Human Experience Is Everything

Where is business going in 2014 and beyond?  As we look towards the future, we are seeing more intersections of business, professional, and personal lives.  Which will increase the desire to have very real humanized experiences.  The human experience will become everything because as the digitization of every aspect of life continues to evolve – the fear of losing the human touch increases.

Businesses looking ahead will need to adopt a human-centered approach to conducting business.  Utilizing the important analysis tools of understanding goal-oriented behaviors and learning new practices such as scenario analysis and design.  The intent is to distinguish themselves by not only understanding their customers deeply, but also by understanding how they can help accomplish their goals.

Republished with author's permission from original post.

Tony Zambito
Tony is the founder and leading authority in buyer insights for B2B Marketing and Sales. In 2001, Tony founded the concept of "buyer persona" and established the first buyer persona development methodology. This innovation has helped leading companies gain a deeper understanding of their buyers resulting in revenue performance. Tony has empowered Fortune 100 organizations with operationalizing buyer personas to communicate deep buyer insights that tell the story of their buyer. He holds a B.S. in Business and an M.B.A. in Marketing Management.

4 COMMENTS

  1. Hello Michael,

    Thank you for the comment. The value of humanity is becoming more important for organizations to understand. Thus – I agree – with enthusiasm as well!

    Thanks,
    Tony

  2. Hi Tony – I sort-of-kind-of agree with you and Michael. I’d jump in all the way were there not a missing lens. Here it is – #4: Know what is likely to delight or to provide surprising value to your customer.

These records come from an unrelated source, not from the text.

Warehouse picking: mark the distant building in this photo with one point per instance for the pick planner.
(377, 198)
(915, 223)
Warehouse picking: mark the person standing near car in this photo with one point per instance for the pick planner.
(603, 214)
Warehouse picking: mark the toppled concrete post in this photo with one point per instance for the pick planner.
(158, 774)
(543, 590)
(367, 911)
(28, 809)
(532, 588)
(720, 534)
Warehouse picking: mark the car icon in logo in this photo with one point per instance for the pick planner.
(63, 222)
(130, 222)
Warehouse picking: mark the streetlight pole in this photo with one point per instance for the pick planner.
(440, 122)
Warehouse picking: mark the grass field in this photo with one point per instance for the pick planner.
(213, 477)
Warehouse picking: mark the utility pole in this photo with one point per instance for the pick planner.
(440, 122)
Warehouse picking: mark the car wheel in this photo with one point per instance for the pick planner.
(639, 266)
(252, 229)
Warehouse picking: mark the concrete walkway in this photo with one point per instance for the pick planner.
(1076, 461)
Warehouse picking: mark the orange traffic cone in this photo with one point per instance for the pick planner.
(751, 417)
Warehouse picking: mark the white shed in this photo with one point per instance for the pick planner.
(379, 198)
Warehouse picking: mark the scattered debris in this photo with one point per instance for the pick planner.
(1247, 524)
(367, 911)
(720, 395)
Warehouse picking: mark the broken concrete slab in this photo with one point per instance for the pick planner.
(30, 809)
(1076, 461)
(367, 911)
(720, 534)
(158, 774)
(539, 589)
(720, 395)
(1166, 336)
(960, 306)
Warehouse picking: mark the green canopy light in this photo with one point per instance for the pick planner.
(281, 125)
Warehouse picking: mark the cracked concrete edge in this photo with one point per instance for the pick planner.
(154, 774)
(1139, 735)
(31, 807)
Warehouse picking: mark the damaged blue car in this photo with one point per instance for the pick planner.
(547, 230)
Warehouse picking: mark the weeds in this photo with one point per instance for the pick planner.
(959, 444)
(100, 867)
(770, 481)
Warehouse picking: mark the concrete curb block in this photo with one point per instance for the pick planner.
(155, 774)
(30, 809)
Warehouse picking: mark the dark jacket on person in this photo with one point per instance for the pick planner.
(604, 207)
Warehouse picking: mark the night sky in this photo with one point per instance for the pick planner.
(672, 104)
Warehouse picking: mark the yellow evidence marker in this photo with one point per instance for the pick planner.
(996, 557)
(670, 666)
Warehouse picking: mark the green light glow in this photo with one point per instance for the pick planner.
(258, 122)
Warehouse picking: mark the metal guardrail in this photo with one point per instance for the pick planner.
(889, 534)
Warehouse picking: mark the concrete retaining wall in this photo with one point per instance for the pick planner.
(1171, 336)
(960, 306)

    I’ll examine an online clothing purchase looking through your three lenses:

    1. Know your customer/buyer – a male or female working professional holding a full-time job, supporting a family, and responsible for caregiving for one or more parents. Lives in a house, owns one or more cars, still paying off student loans . . . etc. etc. etc. etc.

    2. Know the goals of customer – look good in stylish, comfortable clothes that are affordable and easy to take care of.

    3. Know how customers want to accomplish those goals – they want to see a well-organized website, navigate easily between categories, select from different styles, and have a wide range of choices, but without feeling overwhelmed. And they’d like to complete a purchase in less than ten minutes, using no more than four steps.

    But if I really want to distinguish my company from my competitors, I’m still bumping into a wall. Based on these 3 insights, we can create a buying experience that squeaks by and accomplishes these outcomes, but I believe it won’t be particularly delightful, memorable, or unusual in a good way. It’s still fairly bland and, hate to say it – commoditized – the kiss of death for profits.

    Adding the 4th lens requires creativity and the ability to experiment on what might be valuable, and – most important – having the financial capacity for failure. As sophisticated as we might think we are with our algorthmically-driven customer experiences, the painful fact, as you point out, is that we aren’t. We’re still nascent, and there is great opportunity in that. In the early days of online search, the delight didn’t come from getting the BEST results, it came from getting ANY results (think back, and I’m sure you’ll remember, too!). Similarly, the riches will go to companies that can clear the minimum threshold for your three lenses, and pass the fourth with that special something that’s hard for others to replicate. Now THAT would be cool . . . !

  3. Hi Andy,

    Thanks for commenting and thoughtfully as you always do! I like the 4th lens and the way you progressed through your thought processes. In the 4th step of “How To Know Your Customers” I outlined, I mention scenario analysis and design. This step is at the heart of developing marketing creativity and innovation. Both from a user and a buyer perspective. What you do show is the value of insights for informing on how to be creative and innovative in aligning with customer/buyer goals. Which – as you say – is very cool!